According to Neill M. Wright, M.D., assistant professor of neurological surgery at Washington University School of Medicine in St. Louis, the School of Medicine is one of only a handful of centers in the country using this combination of techniques, but promising results may inspire others to follow suit.
“I think this is going to spread like wildfire across the country, because it has several major advantages compared to other surgical techniques,” Wright says. “Patients are in the hospital for far less time, they lose significantly less blood and they’re in much less pain. For those reasons, it’s really changing how we view spinal fusion surgery.”
Typically, patients with severe, chronic back pain or degenerative disc diseases undergo a traditional operation called posterior lumbar interbody fusion. A large incision is made in the center of the back and the muscles surrounding the spine are pried apart. After removing any bone or disc tissue pressing against nerves and causing pain, a piece of bone is grafted onto the damaged portion of the spine with screws and rods holding it in place. As the bone graft heals, it fuses with the surrounding vertebrae and provides structural support and stability.
Because the back muscles must be stretched out of the way during surgery, healing takes several days and patients often are in more pain the week after surgery than before. They typically spend about six days in the hospital recovering from the procedure, and are on heavy doses of IV pain medications for the first few days.
So spine surgeons have been trying to limit post-operative pain from back surgery using the same ideas that have made gallbladder and knee surgeries less invasive. To do so, they are combining two surgical techniques already approved by the Food and Drug Administration.
First, instead of making a six-inch incision down the center of the back and stripping away the surrounding muscle, Wright uses a series of small tubes to get to the spine. The smallest tube is inserted first, followed by a slightly larger one threaded directly over the initial tube, and so on, slowly easing the underlying muscle aside. Finally, a pipe about as wide as a nickel is placed over the tubes, which then are removed. Through this small passageway a surgeon can remove any bones or discs that are putting painful pressure on nerves, and can position a new bone graft.
To keep the graft in place, Wright employs a second minimally invasive technique using a percutaneous screw system.
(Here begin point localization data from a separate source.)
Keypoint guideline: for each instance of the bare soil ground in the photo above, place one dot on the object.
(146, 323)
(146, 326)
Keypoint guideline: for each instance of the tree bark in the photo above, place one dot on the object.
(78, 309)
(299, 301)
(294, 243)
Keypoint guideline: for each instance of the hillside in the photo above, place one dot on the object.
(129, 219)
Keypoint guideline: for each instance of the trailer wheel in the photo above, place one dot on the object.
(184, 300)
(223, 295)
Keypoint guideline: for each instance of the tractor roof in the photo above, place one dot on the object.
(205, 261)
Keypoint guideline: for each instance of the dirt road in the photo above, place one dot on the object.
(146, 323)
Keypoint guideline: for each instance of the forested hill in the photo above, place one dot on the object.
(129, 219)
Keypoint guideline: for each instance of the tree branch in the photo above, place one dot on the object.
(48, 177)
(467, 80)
Instead of opening the back to insert screws, X-ray images are used to navigate two screws through the skin and orient them appropriately in the spine. An “arm” with a rod extending from its tip is attached at a right angle to the two screws, and as the rod arcs down and penetrates the skin, it automatically is aligned with the screws, locking them in place. Rather than leaving a big scar, the three small holes created by the two screws and the sextant typically disappear in the weeks following surgery.
In addition to reductions in pain and length of hospital stay, combining the use of these two minimally invasive procedures cuts blood loss during surgery by about one third.
“So far this appears to be just as effective in relieving pain and inducing fusion as traditional spinal fusion surgery,” says Wright. “And because there’s less blood loss, it may even be safer. We currently are compiling long-term results to document these benefits, but even before we have definitive data, it’s clear that this technology already has made back surgery more bearable for several of my patients.”